The Mangapurua Track is made up of remote, rough-and-ready 4WD track and backcountry singletrack, much of which is on papa clay – smooth, fast and flowing when dry, but super-slippery in the wet. The majority of the riding is not especially technical but there are steep drop-offs to the side in some places
The track also sidles around a series of bluffs with precipitous drop-offs and rock-fall hazards. Riders should take extra care on these sections, as signposted.
These factors makes it a Grade 4 (advanced trail best suited to experienced mountain bikers, rain or shine.)
Please be aware, after rain or severe weather condition of the Mangapurua track may change. At any stage, there may be fresh debris or windfalls on the track, particularly around the papa bluff sections. After significant rain, please check the track status updates on this site: the chance of a new slip or windfall is high.
- The Managapurua track is open on a seasonal basis only, (Winter closure).
- The track may also close temporarily for inspection after heavy weather events : Please do check the Track status for current conditions. The team at Department of Conservation are committed to providing a safe and enjoyable track, and work hard to maintain this remote section - and we thank them.
- Consider riding Mangapurua only if you have sound riding skills and are prepared to ride with due care. The Whanganui national park is is a remote, dynamic terrain and environment, hence the track requires respect at all times as conditions may change unexpectedly.
- As you cycle through the trail, if you do encounter any section you have doubts about your ability to cross, then please walk. (these sections are generally very short). It is recommended you position your bike on the outside edge of any fall hazard (bluffs or drop offs), this is the safest and most balanced way to cross narrow sections.
- E-bikers and those with panniers — be aware you may be required to lift/carry your bike around debris
- There is no mobile coverage, you are advised to take basic tools and safety gear, including a PLB
- A good-quality, well-maintained mountain bike is essential. Decent bike mechanical skills are a must as it’s a long way from help.
- Mountains to Sea markers line the trail at regular intervals and track junctions are clearly signposted. Download our ride guide to help time your ride and identify the many interesting landmarks.

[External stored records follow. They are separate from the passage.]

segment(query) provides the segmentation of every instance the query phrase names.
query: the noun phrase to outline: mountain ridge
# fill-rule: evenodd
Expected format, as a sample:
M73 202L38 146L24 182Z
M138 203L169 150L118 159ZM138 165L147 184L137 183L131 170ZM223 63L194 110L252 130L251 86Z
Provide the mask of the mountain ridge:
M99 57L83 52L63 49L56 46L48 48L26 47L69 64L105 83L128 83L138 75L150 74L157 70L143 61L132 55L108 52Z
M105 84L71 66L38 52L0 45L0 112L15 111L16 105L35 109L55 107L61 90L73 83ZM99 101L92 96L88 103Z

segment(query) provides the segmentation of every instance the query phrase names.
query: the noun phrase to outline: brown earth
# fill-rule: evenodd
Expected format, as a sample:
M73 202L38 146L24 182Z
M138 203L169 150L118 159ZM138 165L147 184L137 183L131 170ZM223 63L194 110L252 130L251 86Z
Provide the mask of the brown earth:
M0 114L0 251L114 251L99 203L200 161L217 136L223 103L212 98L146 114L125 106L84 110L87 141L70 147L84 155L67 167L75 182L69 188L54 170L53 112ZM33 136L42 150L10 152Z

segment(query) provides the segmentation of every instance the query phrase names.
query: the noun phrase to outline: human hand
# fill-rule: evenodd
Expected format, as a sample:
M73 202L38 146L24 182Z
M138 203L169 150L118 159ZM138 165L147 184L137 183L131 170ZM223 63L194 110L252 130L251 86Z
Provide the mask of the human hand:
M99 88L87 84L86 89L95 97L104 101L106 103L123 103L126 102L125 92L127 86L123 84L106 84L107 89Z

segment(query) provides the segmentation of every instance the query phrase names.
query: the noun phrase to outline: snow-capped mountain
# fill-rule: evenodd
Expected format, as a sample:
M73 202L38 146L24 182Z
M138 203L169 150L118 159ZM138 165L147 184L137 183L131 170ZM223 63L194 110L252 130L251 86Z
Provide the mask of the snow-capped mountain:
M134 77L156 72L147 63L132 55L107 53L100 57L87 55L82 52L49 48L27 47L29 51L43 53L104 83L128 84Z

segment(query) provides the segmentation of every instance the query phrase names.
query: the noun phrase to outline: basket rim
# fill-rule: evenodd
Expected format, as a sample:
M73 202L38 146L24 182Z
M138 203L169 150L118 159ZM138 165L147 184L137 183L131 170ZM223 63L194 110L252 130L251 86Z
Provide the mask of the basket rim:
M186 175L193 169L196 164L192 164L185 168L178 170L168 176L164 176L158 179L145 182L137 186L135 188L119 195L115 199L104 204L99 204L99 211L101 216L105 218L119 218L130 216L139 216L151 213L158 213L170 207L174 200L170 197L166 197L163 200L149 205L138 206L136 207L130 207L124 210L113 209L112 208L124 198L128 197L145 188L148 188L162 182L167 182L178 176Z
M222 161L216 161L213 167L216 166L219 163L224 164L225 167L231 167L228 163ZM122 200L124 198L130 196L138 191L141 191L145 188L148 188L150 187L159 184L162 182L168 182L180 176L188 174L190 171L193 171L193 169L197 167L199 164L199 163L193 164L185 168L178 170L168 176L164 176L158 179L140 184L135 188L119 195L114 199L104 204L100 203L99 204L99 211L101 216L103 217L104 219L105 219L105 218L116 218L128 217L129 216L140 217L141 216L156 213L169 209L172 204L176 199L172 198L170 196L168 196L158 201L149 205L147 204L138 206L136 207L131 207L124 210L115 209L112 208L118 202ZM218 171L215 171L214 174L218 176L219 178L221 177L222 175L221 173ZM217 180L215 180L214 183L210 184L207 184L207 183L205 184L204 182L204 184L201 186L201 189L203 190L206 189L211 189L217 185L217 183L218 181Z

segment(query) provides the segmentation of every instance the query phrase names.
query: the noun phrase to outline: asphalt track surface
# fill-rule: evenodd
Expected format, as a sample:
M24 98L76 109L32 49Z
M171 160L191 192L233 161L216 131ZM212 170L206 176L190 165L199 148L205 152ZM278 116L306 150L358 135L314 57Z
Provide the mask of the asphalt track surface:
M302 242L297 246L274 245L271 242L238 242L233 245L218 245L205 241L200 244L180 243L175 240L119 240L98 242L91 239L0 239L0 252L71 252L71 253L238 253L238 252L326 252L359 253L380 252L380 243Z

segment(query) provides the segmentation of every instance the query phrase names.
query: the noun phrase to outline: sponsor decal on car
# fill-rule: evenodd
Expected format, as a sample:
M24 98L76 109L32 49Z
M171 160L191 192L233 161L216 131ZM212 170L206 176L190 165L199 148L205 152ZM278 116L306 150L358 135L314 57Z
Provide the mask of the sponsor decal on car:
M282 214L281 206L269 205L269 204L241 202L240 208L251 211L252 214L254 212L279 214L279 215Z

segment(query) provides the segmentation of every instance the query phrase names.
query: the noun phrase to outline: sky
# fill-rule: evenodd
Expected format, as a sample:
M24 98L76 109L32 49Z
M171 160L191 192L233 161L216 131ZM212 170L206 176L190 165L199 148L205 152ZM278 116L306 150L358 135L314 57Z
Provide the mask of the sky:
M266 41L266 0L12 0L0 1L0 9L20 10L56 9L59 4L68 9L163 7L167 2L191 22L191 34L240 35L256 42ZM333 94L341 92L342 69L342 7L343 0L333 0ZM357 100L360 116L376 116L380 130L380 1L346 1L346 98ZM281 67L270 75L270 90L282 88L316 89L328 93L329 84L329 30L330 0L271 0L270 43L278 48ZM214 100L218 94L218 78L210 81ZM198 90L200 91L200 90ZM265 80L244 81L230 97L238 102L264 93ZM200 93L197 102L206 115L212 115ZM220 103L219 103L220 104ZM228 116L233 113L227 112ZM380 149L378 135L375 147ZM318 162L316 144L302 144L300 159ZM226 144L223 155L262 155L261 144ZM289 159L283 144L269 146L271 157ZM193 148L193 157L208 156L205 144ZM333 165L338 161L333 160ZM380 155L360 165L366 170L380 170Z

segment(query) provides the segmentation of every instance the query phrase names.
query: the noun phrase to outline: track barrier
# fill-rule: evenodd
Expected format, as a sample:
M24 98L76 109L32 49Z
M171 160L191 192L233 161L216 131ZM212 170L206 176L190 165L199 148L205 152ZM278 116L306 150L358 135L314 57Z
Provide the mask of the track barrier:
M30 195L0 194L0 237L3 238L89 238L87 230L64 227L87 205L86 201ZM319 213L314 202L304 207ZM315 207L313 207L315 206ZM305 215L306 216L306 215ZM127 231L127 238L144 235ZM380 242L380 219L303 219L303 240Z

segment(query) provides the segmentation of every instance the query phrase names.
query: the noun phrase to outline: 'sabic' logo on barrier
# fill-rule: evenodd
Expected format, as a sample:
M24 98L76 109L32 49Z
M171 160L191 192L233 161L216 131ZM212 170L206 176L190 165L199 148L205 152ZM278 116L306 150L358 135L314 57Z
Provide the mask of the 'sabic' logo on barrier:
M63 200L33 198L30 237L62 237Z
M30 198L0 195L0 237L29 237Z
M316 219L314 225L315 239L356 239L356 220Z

- The best time to ride the track is between November and April when the weather is most settled. However, heavy rain can occur at any time of year in Whanganui National Park and track conditions can change quickly. Riders should therefore be prepared for every eventuality.
- Be sure to check the weather forecast, and pick a fine day to ride if at all possible. DOC, tour operators and local visitor centres can advise on various expectations including current track conditions.
- This is a wilderness ride with no shops or services. Riders should take plenty of food and water, although there are places to fill water bottles along the way. Very basic supplies including ice creams and drinks are available at the campground in Pīpīriki.
- There is virtually no cellphone reception on the track. Riders should consider carrying a PLB (personal locator beacon) or ‘spot tracker’.
- All shuttle and jet boat transport must be booked in advance.
- Local tour operators offer a variety of packages including two and three-day adventures with accommodation.
- Public toilets are located at the start of the track and regular intervals along the way at the Mangapurua Trig, Johnson’s, Bettjeman’s, Hellawell’s and just after the Bridge to Nowhere.
- This section of the Mountains to Sea connects with Middle & Ruatiti Roads and Whanganui River Road at Pīpīriki.